Patient follow up

PATIENT FOLLOW-UP AND BOTULINUM TOXIN TYPE A ADJUSTMENTS 

As with any other procedure, injection records should be kept allowing reproducible future treatments. Especially after an anatomic area is treated the first time, patients should be seen 2 weeks after toxin injections to assess the outcome, consider additional injections, and make adjustments for future treatments.

IMMUNOGENICITY

 As with any foreign substance, the toxin is recognized by the body’s immune system and trigger a humoral response. Antibody formation can block the therapeutic action of toxins, resulting in partial secondary therapy failure or complete secondary therapy failure. Most cases of therapy failure have been documented in patients receiving large  doses of toxins or treatment of spasticity and dystonia; however, several reports of therapy failure in patients receiving aesthetic treatments have been published.  Various factors have been implicated in promoting the formation of antibodies against BTA, including large single doses, short injection intervals, and booster treatments closely following initial treatment; the preparation used for injection; and the individual characteristics of a patient’s immune system. An accurate determination of the incidence of therapy failure is difficult, as patient behaviours (receiving treatment from more than 1 practitioner, irregular  follow-up), and physician practices (injection technique, dosing, frequency of administration) are non-standardized. Similarly, we do not currently understand which patients may progress to secondary therapy failure. The available data suggest that the frequency of antibody conversion after onabotulinumtoxin A treatment is low and infrequently leads to loss of clinical efficacy.  The complexing proteins that accompany injectable botulinum toxin have been implicated as adjuvants in stimulating the immune response.  Commercial preparations devoid of any complexing proteins (Xeomin) are available and may reduce antibody formation.  In non-aesthetic indications, there is evidence that switching from complexed toxin preparations (Botox, Azzalure) to purified neurotoxin (Bocouture) may be efficacious in secondary nonresponders.
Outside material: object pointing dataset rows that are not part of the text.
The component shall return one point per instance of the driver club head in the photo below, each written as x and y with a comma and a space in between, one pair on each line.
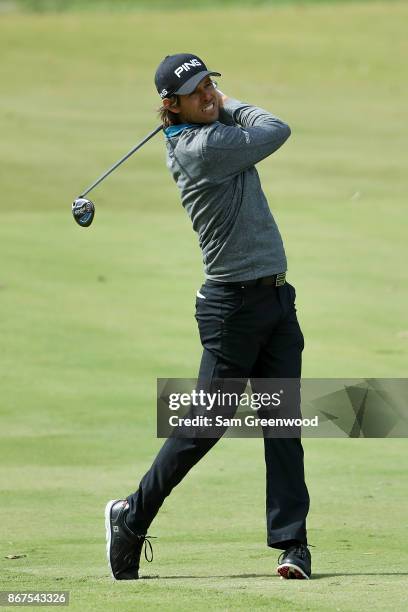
83, 211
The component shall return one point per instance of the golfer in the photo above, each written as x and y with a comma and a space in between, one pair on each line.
245, 310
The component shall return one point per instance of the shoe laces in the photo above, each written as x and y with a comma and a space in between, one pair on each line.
147, 546
300, 550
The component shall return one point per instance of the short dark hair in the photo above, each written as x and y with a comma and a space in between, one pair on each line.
166, 116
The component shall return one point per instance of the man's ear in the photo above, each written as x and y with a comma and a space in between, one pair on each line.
171, 105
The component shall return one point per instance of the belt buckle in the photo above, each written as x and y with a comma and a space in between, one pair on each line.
280, 279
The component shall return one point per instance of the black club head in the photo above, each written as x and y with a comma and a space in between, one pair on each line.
83, 211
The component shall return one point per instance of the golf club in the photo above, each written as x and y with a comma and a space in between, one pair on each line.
83, 210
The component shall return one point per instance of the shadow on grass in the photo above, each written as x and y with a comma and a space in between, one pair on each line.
314, 577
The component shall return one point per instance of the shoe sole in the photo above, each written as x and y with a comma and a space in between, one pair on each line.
108, 528
290, 571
Furthermore, although botulinum toxin types A and B are found to be equally effective in treatment of cervical dystonia, botulinum toxin type B shows high levels of immunogenicity than type A. The primary indication for type B botulinum toxins may, therefore, be in treating patients who have shown immunologic resistance to botulinum toxin type A preparations.

SUMMARY

Although there is extensive clinical experience with all of the commercially available types of injectable toxins dose equivalencies have not been established; variations in patient anatomy, behaviors, and injection patterns can have an impact on dosing. Therefore, although clinical guidelines are presented here, each patient should be considered individually when selecting a product, the treatment areas, and the appropriate dosing.